Once she has learned the command, then put her on her leash, have your husband pull the wagon or your daughter ride her bike. The second she looks like she will charge, say the command. She will probably test and ignore at the beginning. It is important that she not be allowed to charge - you may need to jerk her back into a sit , stand in front of her to block the view-hold that treat in front of her eyes - so she learns that she can't lunge but will get a reward if she behaves. I would do a couple of training sessions daily until she learns to ignore and to keep her on the leash when there are wheels until she is trained. I would also play tug with her (which makes a great reward), be sure she ends up winning, and praise her. That gives her an outlet for her charging and biting.


----------



## Chip18 (Jan 11, 2014)

Hmmm well most likely there are multiple ways of stopping this?? As a core principle I'm not a fan of rewarding a dog for "not" acting like a fool myself! I much prefer to stop a bad behaviour behaviour cold! For this option one for me would be the way I stopped my Basenji from chasing cars decades ago when I was 14??

My Dad was getting ticked off because "Chip" kept chasing the car, it had to stop or he had to go (Chip!) Long story short, I had my Dad drive, I was in the back seat with a bucket of water, Chip sure enough came after the car, I leaned out the window and dosed him with the water, that was the last time Chip ever chased a car ... problem solved. 

An E Collar with a *high level correction* ie "behaviour modification protocol," can achieve the same results, just as quickly if properly timed, so there is that.

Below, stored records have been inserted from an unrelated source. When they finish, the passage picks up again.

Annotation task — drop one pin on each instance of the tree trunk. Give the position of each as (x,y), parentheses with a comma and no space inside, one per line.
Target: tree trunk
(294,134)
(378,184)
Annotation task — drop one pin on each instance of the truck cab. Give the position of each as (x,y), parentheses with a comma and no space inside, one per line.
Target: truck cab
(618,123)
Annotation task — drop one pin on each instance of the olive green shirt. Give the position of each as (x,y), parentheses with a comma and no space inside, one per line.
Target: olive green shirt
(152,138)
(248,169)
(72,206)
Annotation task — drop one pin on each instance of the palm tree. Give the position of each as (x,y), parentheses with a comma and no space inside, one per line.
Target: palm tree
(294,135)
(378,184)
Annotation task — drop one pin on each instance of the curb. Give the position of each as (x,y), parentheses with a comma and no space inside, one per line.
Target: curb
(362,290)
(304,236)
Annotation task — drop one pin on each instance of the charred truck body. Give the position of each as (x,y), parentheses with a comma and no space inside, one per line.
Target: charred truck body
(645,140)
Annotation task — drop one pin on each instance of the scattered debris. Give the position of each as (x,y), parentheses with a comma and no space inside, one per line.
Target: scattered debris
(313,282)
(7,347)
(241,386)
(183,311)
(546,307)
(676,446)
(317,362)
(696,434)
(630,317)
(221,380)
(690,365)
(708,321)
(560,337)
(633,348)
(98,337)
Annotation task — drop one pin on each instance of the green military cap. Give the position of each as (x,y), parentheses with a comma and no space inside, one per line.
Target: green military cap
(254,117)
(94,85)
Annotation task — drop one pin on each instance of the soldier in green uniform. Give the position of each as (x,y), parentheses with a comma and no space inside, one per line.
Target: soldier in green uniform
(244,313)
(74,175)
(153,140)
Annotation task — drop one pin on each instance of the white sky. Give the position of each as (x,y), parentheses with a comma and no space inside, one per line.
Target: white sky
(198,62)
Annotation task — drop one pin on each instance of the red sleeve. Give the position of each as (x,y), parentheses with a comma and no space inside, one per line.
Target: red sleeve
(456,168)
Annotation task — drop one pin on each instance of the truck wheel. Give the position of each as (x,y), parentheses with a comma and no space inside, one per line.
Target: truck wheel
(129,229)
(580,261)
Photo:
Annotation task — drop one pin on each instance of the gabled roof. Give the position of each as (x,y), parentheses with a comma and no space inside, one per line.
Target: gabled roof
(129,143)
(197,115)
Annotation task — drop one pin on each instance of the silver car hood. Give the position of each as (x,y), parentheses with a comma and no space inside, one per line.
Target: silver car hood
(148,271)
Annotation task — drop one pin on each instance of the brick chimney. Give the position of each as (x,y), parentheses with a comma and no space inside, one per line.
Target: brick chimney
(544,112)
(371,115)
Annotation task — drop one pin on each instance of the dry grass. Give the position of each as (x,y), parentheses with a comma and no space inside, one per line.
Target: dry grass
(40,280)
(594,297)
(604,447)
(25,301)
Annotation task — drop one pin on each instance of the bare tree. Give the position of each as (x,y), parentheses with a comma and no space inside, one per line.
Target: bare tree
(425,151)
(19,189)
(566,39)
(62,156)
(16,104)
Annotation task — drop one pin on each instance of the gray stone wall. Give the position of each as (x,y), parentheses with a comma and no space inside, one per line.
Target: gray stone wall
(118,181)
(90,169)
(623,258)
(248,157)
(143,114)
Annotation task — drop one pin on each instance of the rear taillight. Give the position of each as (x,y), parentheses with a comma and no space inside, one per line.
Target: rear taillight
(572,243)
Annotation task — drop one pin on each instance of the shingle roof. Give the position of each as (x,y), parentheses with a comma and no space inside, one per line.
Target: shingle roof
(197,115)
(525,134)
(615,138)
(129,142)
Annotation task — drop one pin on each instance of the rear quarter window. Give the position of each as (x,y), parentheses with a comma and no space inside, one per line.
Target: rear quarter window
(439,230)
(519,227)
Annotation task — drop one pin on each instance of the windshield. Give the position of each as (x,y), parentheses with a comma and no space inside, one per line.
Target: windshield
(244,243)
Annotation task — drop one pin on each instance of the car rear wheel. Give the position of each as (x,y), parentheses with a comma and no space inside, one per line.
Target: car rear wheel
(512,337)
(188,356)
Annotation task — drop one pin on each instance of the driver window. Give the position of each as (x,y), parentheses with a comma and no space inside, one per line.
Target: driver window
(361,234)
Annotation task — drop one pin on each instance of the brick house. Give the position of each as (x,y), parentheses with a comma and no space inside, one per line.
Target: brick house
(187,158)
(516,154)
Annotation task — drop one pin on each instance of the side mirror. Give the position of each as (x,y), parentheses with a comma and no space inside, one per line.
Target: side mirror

Both of these approaches will stop the behavior as I like to say ... "right freaking now" and treat free, the reward as it were is not being "corrected ...again!"

Or if you want to take a "training approach" then train the "Place Command" train that tell the dog "Place" keep a drag leash on her and if she breaks "Place" you can correct her for that! The why does not matter, "Place" for this situation teaches your dog to make good choices! But ... "training" takes more time than "Behaviour" modification" the choice is up to you and the urgency, depends on how bad the problem is and how quickly you want to solve it?? 

"The Place Command" should be "trained" in anycase and you might as well start now. Looks like this:

Fearful, Anxious or Flat Crazy "The Place CommanD - Boxer Forum : Boxer Breed Dog Forums

As always ask questions and welcome aboard.


----------